À cette dernière question, vue d’ici, je n’ai pas encore de réponse.


Le Cameroun c’est le Cameroun…

mardi 30 mai 2017

Le Cameroun c'est le Cameroun -13-

Une crise d’eurocentrisme peut survenir n’importe quand. Elle vous tombe dessus sans prévenir, un peu comme une crise de palu. Elle attaque sournoisement vos défenses et votre intelligence et vous laisse sur le flanc, hébétée, un peu honteuse peut-être d’avoir succombé. Il m’arrive souvent de rougir intérieurement d’un regard jugeant que je jette sur une personne, une situation. Il m’arrive tout aussi souvent de bégayer une fin de phrase peu convaincante, m’apercevant en cours de route combien la monstruosité occidentalo-centrée que je m’apprêtais à proférer allait être blessante pour mon interlocuteur.

Ce matin, j’avais rendez-vous avec un ami metteur en scène, spécialiste du théâtre pour enfants, afin d’aller assister à son spectacle dans une école primaire de la ville. Après un trajet en taxi digne d’une poursuite dans film d’action américain (nous avions rendez-vous à l’école à 9 h et mon ami est arrivé pour me chercher à 9 h 30. Le taxi avait donc mandat ne pas rajouter du retard au retard, malgré les embouteillages et le chargement hétéroclite de décors et de costumes qui encombrait son coffre, autant dire qu’on se serait crus dans un remake de Mission Impossible), nous parvenons enfin à l’école primaire où doit se dérouler la représentation. Les enfants sont déjà installés devant la scène et trépignent d’impatience. Les deux comédiens du spectacle sont également là, joignant leur impatience à celle des élèves, et mon ami se précipite pour monter le décor et préparer la scène, sous le regard des mômes. 

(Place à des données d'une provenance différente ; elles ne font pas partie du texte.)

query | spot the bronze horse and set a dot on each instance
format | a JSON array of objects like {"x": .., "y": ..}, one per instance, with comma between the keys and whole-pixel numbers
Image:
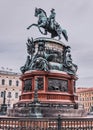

Je m’installe au fond du préau, dans un recoin, et j’observe. Rien de ce qui se déroule devant mes yeux n’est conforme à l’idée préconçue qui se forme dans mon esprit d’occidentale lorsqu’on prononce les mots « école primaire ». Les élèves en uniforme semblent à vue de nez avoir entre 3 et au moins 12 ou 14 ans. L’un d’eux, un garçon, porte une petite fille de moins d’un an dans ses bras. Je m’invente un scénario à base de mère malade et d’aîné chargé de veiller sur la petite dernière. Ou de paternité (vraiment très) précoce, le môme doit avoir à peine 8 ans. Certains enfants mangent, d’autres observent les préparatifs qui ont lieu sur la scène, d’autres encore semblent somnoler sur leur chaise. Au fond du préau, dans un recoin, une partie de football improvisée s’organise, une bouteille en plastique vide servant de ballon.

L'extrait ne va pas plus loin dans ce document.